Your choice of PSU is good (high build quality consistently and very good efficiency). For $15 more (going with the Seasonic X650) you could gain fully modular cabling with similarly high quality and efficiency, saving you some headache in cable management for a cleaner case interior (can also give you a bit better airflow). This is a personal choice.

Your GPU also looks good, and that motherboard is also a good fit with dual Thunderbolt (it also seems to have good Xeon support, but I recommend looking for success stories from actual users using that specific motherboard if you're going that route. Sometimes Z77 motherboards get listed as supporting Xeon when they haven't had sufficient/any QA, it's something to be aware of before buying a Xeon).

Overall, this build looks good except the the noise considerations I mentioned. It should serve you well! Are there any other areas you're still unsure about?
October 25, 2012 3:56:57 PM

Illumina said:
Overall, this build looks good except the the noise considerations I mentioned. It should serve you well! Are there any other areas you're still unsure about?
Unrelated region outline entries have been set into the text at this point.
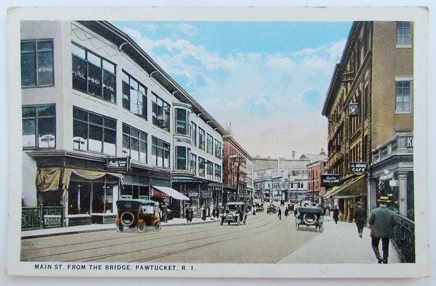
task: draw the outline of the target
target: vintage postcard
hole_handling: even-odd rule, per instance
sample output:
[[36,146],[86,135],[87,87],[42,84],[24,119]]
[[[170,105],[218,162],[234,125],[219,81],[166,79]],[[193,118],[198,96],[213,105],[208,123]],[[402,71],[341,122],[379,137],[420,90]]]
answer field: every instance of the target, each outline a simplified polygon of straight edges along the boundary
[[428,16],[10,8],[7,273],[429,275]]

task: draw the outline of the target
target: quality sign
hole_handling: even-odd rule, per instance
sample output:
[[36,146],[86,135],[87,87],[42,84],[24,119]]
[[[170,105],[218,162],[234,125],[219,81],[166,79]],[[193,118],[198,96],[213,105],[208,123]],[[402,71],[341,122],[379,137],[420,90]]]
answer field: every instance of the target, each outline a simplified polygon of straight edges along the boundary
[[339,174],[321,174],[321,185],[334,187],[341,184],[341,176]]
[[368,172],[368,163],[366,162],[353,162],[350,164],[350,170],[352,173],[366,173]]

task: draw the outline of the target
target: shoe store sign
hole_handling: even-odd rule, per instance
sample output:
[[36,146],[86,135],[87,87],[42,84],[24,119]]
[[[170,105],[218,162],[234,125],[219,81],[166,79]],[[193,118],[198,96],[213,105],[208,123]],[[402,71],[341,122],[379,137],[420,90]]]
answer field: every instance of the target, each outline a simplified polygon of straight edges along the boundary
[[334,187],[341,184],[341,175],[339,174],[321,174],[321,185]]
[[366,162],[352,162],[350,164],[351,173],[366,173],[368,172],[368,163]]

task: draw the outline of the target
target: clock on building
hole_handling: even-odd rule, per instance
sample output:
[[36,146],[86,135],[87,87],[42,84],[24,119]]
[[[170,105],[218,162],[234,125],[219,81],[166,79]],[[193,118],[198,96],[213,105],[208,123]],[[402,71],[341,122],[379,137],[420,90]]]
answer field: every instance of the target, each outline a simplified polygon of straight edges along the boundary
[[348,115],[357,115],[359,112],[359,105],[357,103],[348,104]]

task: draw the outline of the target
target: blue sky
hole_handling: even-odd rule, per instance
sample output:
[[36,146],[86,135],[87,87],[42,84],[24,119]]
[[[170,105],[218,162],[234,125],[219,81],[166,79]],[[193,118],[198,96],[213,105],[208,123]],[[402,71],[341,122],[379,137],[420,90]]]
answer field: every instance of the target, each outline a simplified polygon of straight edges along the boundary
[[253,156],[326,149],[321,109],[351,22],[113,24]]

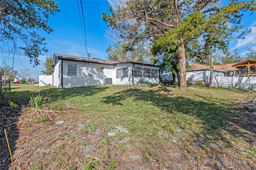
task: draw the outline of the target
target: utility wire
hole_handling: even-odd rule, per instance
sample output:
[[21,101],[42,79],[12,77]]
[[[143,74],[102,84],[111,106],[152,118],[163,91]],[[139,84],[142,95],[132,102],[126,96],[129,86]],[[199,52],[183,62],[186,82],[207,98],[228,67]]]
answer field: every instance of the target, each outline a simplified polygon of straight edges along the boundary
[[[78,12],[79,12],[79,17],[80,18],[80,23],[81,23],[81,28],[82,28],[82,33],[83,33],[83,38],[84,39],[84,47],[85,47],[85,50],[86,52],[86,54],[88,57],[89,56],[89,54],[88,53],[88,50],[87,50],[87,39],[86,39],[86,33],[85,31],[85,24],[84,23],[84,10],[83,10],[83,6],[82,3],[82,0],[80,0],[80,2],[81,3],[81,8],[82,10],[82,16],[83,17],[83,21],[84,23],[84,28],[83,28],[83,25],[82,23],[82,20],[81,18],[81,15],[80,13],[80,9],[79,8],[79,4],[78,3],[78,0],[77,0],[77,6],[78,8]],[[84,29],[83,29],[84,28]],[[83,30],[84,30],[84,32],[83,31]]]

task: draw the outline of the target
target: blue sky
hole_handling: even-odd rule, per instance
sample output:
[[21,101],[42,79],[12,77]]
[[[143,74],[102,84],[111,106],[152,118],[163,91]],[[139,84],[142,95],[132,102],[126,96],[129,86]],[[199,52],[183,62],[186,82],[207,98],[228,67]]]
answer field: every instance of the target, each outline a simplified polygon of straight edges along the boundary
[[[28,58],[22,55],[15,57],[14,61],[14,69],[19,71],[20,69],[29,68],[31,72],[31,77],[38,80],[38,75],[42,75],[41,71],[44,69],[44,63],[46,56],[53,55],[54,53],[87,57],[86,54],[81,28],[79,13],[76,0],[55,0],[59,3],[60,12],[54,16],[51,16],[49,25],[54,32],[47,34],[42,32],[42,35],[46,38],[49,52],[39,57],[40,64],[36,68],[33,67]],[[102,12],[109,13],[109,6],[114,6],[116,0],[83,0],[82,1],[84,16],[87,37],[87,49],[91,57],[105,59],[107,56],[106,49],[113,42],[107,36],[107,27],[103,22]],[[80,12],[81,9],[79,3]],[[82,17],[82,16],[81,16]],[[242,20],[244,28],[252,29],[252,31],[246,35],[243,40],[232,41],[230,45],[230,50],[236,48],[240,53],[244,55],[246,53],[245,47],[250,44],[256,45],[256,12],[252,15],[245,14]],[[1,55],[0,58],[3,59]],[[12,66],[12,58],[6,59],[6,65]],[[0,61],[0,66],[3,64]]]

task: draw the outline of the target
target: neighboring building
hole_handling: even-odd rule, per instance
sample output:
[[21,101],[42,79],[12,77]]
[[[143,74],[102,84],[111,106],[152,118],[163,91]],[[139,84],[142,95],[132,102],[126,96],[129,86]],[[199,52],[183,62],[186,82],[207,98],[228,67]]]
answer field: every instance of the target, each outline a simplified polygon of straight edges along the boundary
[[39,75],[39,86],[58,88],[159,83],[158,66],[54,53],[53,73]]
[[[233,75],[234,68],[232,64],[221,64],[213,66],[213,76],[231,76]],[[209,65],[194,64],[186,71],[187,81],[202,81],[208,84],[210,75],[210,67]]]

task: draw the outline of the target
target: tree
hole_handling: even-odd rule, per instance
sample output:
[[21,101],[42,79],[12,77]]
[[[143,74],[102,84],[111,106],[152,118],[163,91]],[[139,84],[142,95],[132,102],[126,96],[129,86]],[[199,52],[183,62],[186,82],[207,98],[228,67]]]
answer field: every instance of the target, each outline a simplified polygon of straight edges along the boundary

I believe I'm good to go. Thanks a million for all of your help!
October 25, 2012 10:33:40 PM

kukucachu said:
On second thought, you're right. If I'm going to buy this beast of a monitor, I might as well make sure it looks good! I can use a cable that comes with the monitor and put that $20 toward the graphics card.

How does this look?

PCPartPicker part list / Price breakdown by merchant / Benchmarks

CPU: Intel Core i7-3770K 3.5GHz Quad-Core Processor ($329.99 @ Amazon)
CPU Cooler: Cooler Master Hyper 212 Plus 76.8 CFM Sleeve Bearing CPU Cooler ($26.92 @ Amazon)
Motherboard: Gigabyte GA-Z77X-UP5 TH ATX LGA1155 Motherboard ($239.99 @ Amazon)
Memory: G.Skill Ripjaws Z Series 32GB (4 x 8GB) DDR3-1600 Memory ($124.99 @ Newegg)
Storage: Western Digital Caviar Black 2TB 3.5" 7200RPM Internal Hard Drive ($159.99 @ Newegg)
Storage: Samsung 830 Series 256GB 2.5" Solid State Disk ($169.99 @ Newegg)
Video Card: XFX Radeon HD 7750 1GB Video Card ($92.99 @ Amazon)
Case: Cooler Master HAF 922 ATX Mid Tower Case ($79.99 @ Newegg)
Power Supply: Corsair Professional 750W 80 PLUS Silver Certified ATX12V / EPS12V Power Supply ($119.99 @ Newegg)
Monitor: Dell U3011 60Hz 30.0" Monitor ($1199.99 @ Newegg)
Other: Zalman RC56 (7V) Noiseless Resistor Cable ($2.75)
Other: LG Electronics 14x Internal BDXL Blu-Ray Burner Rewriter WH14NS40 ($69.99)
Other: COOLER MASTER R4-MFJR-07FK-R1 200mm Case Fan ($24.99)
Total: $2642.56
(Prices include shipping, taxes, and discounts when available.)



For the tiny bit of extra money, I would try and squeeze in a 7770. The extra performance is definitely worth it. Also I would have to recommend the R4 as well, it's not that much more but you get an extremely quiet case with good airflow.